Medical Payments Coverage and Medicare: What Changes at 65

One coverage question that becomes urgent at 65 is whether you still need medical payments (MedPay) or personal injury protection (PIP) coverage once Medicare becomes your primary health insurer. MedPay and PIP cover medical expenses for you and your passengers after an accident, regardless of fault, and are often bundled into auto policies as optional or required coverage depending on the state. Medicare covers accident-related injuries, but it may seek reimbursement from your auto insurance if the accident involved another party — this is called Medicare's right to recovery, and it can complicate claims. In states that require PIP (Florida, Michigan, New Jersey, and others), you can't drop the coverage even after enrolling in Medicare, though some states allow you to reduce PIP limits if you have qualifying health insurance. In states where MedPay is optional, the decision depends on your Medicare Supplement (Medigap) or Medicare Advantage plan. If your Medigap plan covers the Part B deductible and coinsurance, MedPay becomes redundant for your own injuries. However, MedPay still covers passengers in your vehicle who may not have health insurance or whose insurance includes high deductibles — if you regularly drive grandchildren, friends, or a spouse with different coverage, maintaining modest MedPay coverage ($2,000–$5,000) is often worth the $40–$80 annual cost. The coordination of benefits between Medicare and auto insurance matters because Medicare pays secondary to liability insurance in accidents involving another driver. If you're injured in an accident where the other driver is at fault, their liability coverage pays first, then Medicare covers remaining eligible expenses. If you're at fault or in a no-fault state, your PIP or MedPay pays first, then Medicare. Understanding this sequence before an accident happens prevents billing confusion and ensures you're not paying for overlapping coverage you'll never use.

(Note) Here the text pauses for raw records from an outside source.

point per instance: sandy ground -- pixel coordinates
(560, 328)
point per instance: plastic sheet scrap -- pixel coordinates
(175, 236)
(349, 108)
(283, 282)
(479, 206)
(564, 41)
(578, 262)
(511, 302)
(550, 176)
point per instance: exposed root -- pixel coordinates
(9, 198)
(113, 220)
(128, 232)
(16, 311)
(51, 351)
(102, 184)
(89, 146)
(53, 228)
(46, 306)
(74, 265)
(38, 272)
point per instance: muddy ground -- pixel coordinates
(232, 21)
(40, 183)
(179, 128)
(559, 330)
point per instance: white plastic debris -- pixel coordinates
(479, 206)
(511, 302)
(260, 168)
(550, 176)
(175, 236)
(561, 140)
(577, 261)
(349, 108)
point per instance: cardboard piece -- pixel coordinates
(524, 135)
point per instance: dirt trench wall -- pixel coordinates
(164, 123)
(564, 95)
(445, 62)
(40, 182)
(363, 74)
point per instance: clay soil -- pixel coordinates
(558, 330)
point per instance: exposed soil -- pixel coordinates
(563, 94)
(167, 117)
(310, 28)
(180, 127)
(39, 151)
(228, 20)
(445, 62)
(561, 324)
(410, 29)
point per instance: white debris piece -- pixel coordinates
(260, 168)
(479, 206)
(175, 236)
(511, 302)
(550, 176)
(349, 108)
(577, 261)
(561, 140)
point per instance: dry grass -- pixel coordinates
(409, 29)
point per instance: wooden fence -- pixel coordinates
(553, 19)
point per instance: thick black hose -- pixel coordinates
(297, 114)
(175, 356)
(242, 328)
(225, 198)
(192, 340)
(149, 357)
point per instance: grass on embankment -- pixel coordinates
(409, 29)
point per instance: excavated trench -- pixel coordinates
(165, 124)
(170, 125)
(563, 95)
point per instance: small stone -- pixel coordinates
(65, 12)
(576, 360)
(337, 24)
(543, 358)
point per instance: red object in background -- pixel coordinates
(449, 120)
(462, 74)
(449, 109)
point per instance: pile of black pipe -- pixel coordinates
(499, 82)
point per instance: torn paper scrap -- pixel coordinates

What to Do Right Now If You're 60–64

If you're between 60 and 64, the most valuable action you can take is a coverage audit before your next renewal. Start by confirming your current annual mileage — if it's dropped since you retired or began working part-time, ask your insurer about low-mileage discounts or usage-based programs. This conversation takes less than 10 minutes and can reduce your premium by $100–$300 per year depending on how much your mileage has declined. If your insurer doesn't offer meaningful low-mileage savings, it's worth getting quotes from carriers that specialize in usage-based pricing. Next, check your eligibility for a mature driver course discount. If you're 55 or older, you likely qualify in your state, and completing the course before your next renewal ensures the discount applies immediately. AARP offers an online course (AARP Smart Driver) for $20 for members, $25 for non-members, that satisfies most state requirements and takes about four hours to complete at your own pace. AAA offers similar courses, as do state-approved private providers — confirm the course is approved in your state before enrolling, as not all online courses meet every state's certification standards. Finally, review your comprehensive and collision coverage in light of your vehicle's current value. If your car is worth less than $5,000 and you're paying more than $500 annually for comp and collision, the math rarely justifies full coverage unless you can't afford to replace the vehicle out of pocket. Request a quote showing liability-only coverage and compare the annual savings to the vehicle's actual cash value — if the savings exceed 15–20% of the car's worth, dropping full coverage and banking the premium difference often makes more financial sense for drivers on fixed income.